ESCONDIDO — A Nevada man convicted of a three-decades-old murder was sentenced immediately to prison following his guilty plea Dec. 3 in a Vista Superior Court.
Nearly a year to the day of his arrest, 59-year-old Michael Keith Moon pleaded guilty to second degree murder in connection with the 1977 death of Liborio Landin-Vallin, a 24-year-old undocumented migrant worker, in the burgeoning Escondido suburbs.
Moon received eight years in prison for the murder, Deputy District Attorney Brock Arstill said. The prosecutor said Moon’s sentence was in accordance with the state’s 1977 sentencing guidelines.
At the time of his Dec. 12, 2007, arrest in Reno, Nev., Moon had been on life-time parole for the 1978 slaying of a Nevada woman, according to court documents. Following his parole in 1990, Moon was arrested within two years in Illinois for attempted murder after he stabbed a man more than a dozen times. He served nine years on a 20-year sentence and was released in 2000, court records state.
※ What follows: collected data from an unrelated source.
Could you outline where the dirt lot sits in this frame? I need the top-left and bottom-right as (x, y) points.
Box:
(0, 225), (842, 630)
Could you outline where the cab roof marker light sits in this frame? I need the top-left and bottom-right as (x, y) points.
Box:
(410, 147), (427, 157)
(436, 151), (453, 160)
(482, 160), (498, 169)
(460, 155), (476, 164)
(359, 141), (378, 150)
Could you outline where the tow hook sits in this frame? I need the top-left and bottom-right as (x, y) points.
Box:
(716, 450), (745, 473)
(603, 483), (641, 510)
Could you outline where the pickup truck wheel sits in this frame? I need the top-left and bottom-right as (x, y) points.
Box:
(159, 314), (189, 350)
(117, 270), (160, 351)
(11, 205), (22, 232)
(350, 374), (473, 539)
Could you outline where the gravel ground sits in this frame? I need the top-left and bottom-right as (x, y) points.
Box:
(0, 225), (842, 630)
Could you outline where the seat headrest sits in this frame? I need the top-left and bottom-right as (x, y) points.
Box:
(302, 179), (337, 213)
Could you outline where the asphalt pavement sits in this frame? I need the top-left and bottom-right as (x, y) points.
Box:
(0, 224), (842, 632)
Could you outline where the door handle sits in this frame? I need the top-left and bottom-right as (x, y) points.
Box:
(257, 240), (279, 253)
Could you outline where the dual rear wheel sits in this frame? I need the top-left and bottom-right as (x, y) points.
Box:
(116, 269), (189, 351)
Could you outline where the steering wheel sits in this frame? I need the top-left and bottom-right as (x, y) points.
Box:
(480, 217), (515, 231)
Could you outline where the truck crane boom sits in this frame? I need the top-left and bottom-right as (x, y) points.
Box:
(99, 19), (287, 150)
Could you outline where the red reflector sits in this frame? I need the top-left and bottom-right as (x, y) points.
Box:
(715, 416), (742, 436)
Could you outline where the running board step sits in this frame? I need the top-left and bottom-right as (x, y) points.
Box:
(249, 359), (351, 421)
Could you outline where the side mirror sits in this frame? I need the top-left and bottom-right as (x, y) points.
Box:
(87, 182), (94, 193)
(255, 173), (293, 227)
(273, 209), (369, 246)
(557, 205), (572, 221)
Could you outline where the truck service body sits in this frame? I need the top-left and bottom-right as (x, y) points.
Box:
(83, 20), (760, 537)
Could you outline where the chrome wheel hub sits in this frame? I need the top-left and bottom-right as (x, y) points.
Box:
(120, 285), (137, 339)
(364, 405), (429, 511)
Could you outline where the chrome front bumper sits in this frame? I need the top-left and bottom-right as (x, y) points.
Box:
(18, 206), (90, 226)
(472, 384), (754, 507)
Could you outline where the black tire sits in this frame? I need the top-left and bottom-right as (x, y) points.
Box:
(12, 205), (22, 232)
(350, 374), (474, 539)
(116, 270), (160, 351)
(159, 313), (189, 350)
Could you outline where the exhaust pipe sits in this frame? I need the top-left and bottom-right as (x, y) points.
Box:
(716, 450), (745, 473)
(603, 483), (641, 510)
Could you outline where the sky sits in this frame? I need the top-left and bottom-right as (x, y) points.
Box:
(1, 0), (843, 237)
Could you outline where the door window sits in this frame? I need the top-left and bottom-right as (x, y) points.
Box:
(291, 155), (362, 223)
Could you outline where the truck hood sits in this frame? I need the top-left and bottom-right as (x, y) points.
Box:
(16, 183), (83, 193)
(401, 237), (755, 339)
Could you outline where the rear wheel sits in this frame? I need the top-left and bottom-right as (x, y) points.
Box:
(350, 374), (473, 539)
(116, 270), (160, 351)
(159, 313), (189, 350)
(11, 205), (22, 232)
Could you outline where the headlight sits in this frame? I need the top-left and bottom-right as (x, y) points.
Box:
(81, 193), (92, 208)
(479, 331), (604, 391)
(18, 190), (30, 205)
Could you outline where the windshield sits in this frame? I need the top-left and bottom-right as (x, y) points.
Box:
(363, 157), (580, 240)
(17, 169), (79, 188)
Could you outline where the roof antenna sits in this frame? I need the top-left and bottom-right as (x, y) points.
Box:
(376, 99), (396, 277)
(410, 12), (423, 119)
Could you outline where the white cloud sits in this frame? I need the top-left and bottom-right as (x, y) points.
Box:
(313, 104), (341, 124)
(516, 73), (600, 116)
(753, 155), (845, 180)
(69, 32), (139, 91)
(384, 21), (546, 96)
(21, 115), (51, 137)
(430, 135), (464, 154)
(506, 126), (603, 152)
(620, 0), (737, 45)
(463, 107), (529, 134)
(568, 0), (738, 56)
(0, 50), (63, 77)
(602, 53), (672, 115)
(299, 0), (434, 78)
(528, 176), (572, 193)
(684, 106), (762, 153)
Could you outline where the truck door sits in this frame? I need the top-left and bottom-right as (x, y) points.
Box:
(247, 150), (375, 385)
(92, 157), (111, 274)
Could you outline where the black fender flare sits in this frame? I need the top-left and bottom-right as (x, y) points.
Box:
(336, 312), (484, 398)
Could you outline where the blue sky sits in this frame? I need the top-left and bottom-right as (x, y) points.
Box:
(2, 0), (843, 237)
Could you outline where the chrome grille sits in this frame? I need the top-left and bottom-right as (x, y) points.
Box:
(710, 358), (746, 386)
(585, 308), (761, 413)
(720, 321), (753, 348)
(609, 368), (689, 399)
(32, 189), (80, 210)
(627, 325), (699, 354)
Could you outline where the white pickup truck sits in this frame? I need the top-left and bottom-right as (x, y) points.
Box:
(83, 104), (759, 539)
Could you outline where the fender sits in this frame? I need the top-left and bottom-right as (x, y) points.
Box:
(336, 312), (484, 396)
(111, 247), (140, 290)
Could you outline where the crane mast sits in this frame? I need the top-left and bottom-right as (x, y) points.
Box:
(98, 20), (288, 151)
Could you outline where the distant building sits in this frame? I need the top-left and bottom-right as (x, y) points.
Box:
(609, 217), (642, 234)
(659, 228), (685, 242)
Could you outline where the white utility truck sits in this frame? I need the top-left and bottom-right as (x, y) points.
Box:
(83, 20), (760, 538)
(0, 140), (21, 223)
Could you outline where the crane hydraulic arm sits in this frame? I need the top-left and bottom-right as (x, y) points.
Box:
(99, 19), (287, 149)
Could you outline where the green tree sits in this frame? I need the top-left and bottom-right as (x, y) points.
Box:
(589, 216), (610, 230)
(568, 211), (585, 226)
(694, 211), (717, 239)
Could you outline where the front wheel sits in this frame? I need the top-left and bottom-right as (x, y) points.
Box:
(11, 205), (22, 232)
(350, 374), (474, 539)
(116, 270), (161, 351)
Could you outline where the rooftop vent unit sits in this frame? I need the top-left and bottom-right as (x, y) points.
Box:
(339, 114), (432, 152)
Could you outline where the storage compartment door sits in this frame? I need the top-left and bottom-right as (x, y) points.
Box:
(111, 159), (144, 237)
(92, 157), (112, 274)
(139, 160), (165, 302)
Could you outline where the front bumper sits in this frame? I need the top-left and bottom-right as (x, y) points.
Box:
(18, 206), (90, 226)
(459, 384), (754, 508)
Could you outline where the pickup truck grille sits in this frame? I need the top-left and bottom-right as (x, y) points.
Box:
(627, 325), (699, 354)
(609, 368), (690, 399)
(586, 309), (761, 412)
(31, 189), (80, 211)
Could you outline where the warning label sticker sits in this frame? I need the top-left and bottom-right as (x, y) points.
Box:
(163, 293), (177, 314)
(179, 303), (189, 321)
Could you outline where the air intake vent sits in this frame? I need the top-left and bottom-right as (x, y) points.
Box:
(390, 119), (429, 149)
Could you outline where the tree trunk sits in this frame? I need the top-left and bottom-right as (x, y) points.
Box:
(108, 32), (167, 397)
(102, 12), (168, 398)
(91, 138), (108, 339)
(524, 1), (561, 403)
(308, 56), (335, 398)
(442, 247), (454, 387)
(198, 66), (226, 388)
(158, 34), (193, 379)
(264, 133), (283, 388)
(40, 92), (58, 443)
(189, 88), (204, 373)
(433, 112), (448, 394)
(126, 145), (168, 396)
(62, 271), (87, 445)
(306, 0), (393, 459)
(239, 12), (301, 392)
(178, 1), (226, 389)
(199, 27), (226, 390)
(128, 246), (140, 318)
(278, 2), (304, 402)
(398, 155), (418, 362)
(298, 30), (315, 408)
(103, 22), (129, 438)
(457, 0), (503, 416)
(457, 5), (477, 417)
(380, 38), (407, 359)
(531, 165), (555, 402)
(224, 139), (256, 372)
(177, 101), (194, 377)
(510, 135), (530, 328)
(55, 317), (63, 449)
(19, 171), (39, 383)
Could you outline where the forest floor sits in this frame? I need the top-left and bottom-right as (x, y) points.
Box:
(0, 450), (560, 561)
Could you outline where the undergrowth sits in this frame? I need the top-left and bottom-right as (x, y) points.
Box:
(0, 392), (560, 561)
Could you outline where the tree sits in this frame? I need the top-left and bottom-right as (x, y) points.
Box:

The conviction marks the end of a 31-year-old cold case, which the newly formed Escondido Cold Case Homicide Team broke open last year.
Landin-Vallin’s half-naked body was discovered in a pool of blood around 3:15 a.m. May 1, 1977, on the concrete garage floor of an unoccupied residence in the 600 block of Falconer Road in group of tract homes that were being built, according to court documents.
His cousin Gabriel Landin, who now lives near Aguascaliente in Mexico, and another co-worker, Fernando Varona, said they were at the Pastime Club when the victim began playing pool with a white male that fit Moon’s description at the time, according to a court affidavit filed by Detective Charles Gaylor.
In 1977, Varona told police that the white male gave him, Landin-Vallin and another co-worker a ride to the latter’s house where Varona helped the man inside, Gaylor wrote. He said when he returned to where the yellow van had been parked it was gone, along with the victim and white male, the detective wrote.
During an interview last October, Moon told police he lived in Escondido on Oak Hill Drive in 1977, Gaylor wrote. Oak Hill Drive, located approximately one mile from the crime scene, bisects the construction site where Landin-Vallin was murdered, according to the affidavit. Moon, a construction framer at the time, said he used to frequent the Pastime Bar, which had been owned by his former common-law wife’s aunt, the detective wrote.
The four-person team, consisting of current and retired law enforcement agents, got the definitive break in the case when photographs of partial bloody prints taken from the crime scene were identified as belonging to Moon, said Lt. Bob Benton, a spokesperson for the Escondido Police Department.
The aforementioned photographs, as well as crime scene photos, were the only evidence that remained in the case, Gaylor wrote. All of the other evidence had been destroyed years ago after rodents had eaten and defecated in the evidence, he wrote.
Moon’s conviction is the first for the Cold Case Team, which formed in May 2007 at the request of Chief Jim Maher, Benton said. Additionally, the case was also one of the oldest homicide prosecutions ever taken in San Diego County, he said.